Movie 102: The Hidden Fortress

Two greedy bumbling peasants find gold in a stick one day, and go hunting for the rest. A mysterious man comes across their camp, and ends up leading them to a hidden fortress. He’s secretly a famous general, and he uses the idiots plans to get home to try and return a princess and her fortune to their kingdom.

The Hidden Fortress of the title being a bit of a small catalyst to the whole story. Going in I thought this would be about attacking some kind of hidden fortress as I thought that was where the Star Wars influence would come in. That’s because I don’t look to see what films are about all the time.

The shared themes are actually the feisty princess and the story being told with the main characters being a couple of lowly muppets. The two farmer loser soldiers are R2D2 and C3PO. They can be funny at times, a bit annoying at others. What people seem to forget with all the Jar Jar hatred is that Threepio can be a complete twat sometimes so Lucas nailed that.

But this isn’t a Star Wars review.

This is my third Kurosawa movie, and the third good one.
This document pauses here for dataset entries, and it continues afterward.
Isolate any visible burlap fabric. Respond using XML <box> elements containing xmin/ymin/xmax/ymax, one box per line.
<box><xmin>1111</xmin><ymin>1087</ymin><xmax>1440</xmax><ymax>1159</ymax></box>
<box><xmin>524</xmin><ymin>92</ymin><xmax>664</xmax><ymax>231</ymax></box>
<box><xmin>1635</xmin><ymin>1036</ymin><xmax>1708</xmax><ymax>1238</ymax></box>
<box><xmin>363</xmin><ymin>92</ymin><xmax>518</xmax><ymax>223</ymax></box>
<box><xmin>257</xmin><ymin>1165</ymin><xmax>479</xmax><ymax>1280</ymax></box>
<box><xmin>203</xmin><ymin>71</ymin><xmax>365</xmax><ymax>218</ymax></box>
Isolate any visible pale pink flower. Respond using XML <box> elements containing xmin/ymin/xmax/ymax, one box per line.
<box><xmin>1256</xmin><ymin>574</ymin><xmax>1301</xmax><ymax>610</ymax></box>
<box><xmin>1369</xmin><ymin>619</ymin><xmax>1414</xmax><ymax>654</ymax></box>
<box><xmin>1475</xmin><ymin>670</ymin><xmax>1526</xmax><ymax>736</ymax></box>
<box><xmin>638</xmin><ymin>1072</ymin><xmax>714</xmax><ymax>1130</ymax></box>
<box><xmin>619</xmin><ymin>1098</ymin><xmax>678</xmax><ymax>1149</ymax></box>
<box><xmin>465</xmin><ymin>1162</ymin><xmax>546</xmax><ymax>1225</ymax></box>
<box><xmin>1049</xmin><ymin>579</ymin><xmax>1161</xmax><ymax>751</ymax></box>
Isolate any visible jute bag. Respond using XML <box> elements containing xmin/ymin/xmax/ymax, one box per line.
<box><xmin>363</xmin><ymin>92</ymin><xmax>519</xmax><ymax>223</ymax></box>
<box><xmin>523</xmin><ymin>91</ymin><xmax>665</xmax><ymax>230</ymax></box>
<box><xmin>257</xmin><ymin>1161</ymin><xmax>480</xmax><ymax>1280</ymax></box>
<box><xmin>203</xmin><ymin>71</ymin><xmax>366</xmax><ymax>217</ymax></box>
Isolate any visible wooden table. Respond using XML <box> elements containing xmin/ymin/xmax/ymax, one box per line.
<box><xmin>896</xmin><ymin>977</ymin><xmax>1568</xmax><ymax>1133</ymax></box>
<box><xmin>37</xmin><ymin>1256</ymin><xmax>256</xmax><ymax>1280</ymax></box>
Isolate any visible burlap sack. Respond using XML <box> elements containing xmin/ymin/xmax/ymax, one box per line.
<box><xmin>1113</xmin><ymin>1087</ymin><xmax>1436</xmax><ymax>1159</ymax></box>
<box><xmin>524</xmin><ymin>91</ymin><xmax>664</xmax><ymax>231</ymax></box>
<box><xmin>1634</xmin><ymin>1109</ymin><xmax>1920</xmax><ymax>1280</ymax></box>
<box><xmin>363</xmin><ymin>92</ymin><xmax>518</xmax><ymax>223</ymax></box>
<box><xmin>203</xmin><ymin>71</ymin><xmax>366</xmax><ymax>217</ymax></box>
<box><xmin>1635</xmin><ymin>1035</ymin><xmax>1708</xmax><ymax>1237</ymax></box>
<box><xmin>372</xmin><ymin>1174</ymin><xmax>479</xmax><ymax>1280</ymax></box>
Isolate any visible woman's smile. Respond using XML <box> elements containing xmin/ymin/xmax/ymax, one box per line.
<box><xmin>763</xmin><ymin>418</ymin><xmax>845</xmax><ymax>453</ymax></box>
It looks great. I’ll say that BFI arsed up a bit with the subs at times again. There’s patches that aren’t translated, and we never get to see all the lyrics to the fire ceremony song which is very important to the third act of the film. Bad BFI. But they are putting these films out so I can’t grumble too much.

While this is great, I do have a few niggles. Tahei and Matakishi, the two farmers, are pretty one note. They aren’t hugely funny, but a bit in a slap stick kind of way. I would have liked a bit more progression for the two of them but its not my movie. Also, the big lance fight between Makabe and Tadokoro was a bit too long but that’s partly to me being used to modern day action than anything else really. It IS realistic, which is nice. Oh and the princess doesn’t have much range, she kind of barks most of her lines which is fine generally but didn’t fit for one scene. That isn’t a Japanese thing really, I’ve seen similar moments played out better.
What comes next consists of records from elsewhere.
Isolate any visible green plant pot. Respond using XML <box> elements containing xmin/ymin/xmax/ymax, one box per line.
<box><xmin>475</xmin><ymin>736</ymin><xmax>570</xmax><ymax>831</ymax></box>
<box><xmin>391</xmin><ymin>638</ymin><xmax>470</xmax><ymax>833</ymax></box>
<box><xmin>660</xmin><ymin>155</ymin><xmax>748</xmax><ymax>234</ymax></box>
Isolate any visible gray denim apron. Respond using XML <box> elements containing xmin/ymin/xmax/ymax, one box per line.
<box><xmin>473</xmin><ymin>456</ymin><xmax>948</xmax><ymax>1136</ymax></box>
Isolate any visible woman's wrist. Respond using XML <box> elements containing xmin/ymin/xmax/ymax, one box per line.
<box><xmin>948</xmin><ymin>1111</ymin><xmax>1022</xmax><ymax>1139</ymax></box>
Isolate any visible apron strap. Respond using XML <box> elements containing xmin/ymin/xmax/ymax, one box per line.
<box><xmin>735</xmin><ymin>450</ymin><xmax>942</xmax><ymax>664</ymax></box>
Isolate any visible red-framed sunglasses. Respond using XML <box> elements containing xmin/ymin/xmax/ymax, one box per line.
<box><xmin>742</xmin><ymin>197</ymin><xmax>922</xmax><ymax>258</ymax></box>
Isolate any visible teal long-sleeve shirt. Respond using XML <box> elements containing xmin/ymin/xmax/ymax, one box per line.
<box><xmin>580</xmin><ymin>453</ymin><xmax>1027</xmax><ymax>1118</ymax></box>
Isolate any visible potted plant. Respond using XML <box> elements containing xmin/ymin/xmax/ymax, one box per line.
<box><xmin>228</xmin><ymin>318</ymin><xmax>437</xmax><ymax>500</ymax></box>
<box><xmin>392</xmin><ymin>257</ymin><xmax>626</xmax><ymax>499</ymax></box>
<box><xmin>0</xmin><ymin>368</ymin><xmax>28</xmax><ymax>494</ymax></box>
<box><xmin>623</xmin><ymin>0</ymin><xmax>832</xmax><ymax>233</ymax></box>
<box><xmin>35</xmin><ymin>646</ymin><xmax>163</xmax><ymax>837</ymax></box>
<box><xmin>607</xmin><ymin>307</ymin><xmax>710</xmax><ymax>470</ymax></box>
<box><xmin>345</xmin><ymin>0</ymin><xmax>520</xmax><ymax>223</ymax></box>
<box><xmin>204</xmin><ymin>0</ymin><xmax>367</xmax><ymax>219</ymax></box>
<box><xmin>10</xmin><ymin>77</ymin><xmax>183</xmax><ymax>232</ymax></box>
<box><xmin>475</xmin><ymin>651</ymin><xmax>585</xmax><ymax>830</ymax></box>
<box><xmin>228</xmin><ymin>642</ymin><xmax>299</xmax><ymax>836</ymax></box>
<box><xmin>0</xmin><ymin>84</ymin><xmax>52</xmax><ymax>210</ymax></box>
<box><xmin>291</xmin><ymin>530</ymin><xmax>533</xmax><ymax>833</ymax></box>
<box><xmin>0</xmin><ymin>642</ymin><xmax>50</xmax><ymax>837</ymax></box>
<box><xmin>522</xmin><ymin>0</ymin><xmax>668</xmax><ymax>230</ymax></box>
The good is that its well paced. It looks great and your kept interested throughout, which seeing as it’s a movie about hauling some gold could have easily not been the case. This being a Kurosawa movie you also have a performance by Toshiro Mifune. He’s a bad ass in this film, a complete and utter bad ass. Essentially, to get back to Star Wars, he’s the Obi Wan character but more in his prime than A New Hope Obi Wan. Under a lesser actor he would have either been a one note guy or not believable as a legendary general. Mifune is a master though.

Like any Kurosawa movie I’ll review, if you don’t like subtitles, black and white (that might not apply to all of them) or Japanese cinema then you won’t like this. If you like good old movies or are any level of film fan you will. Great stuff.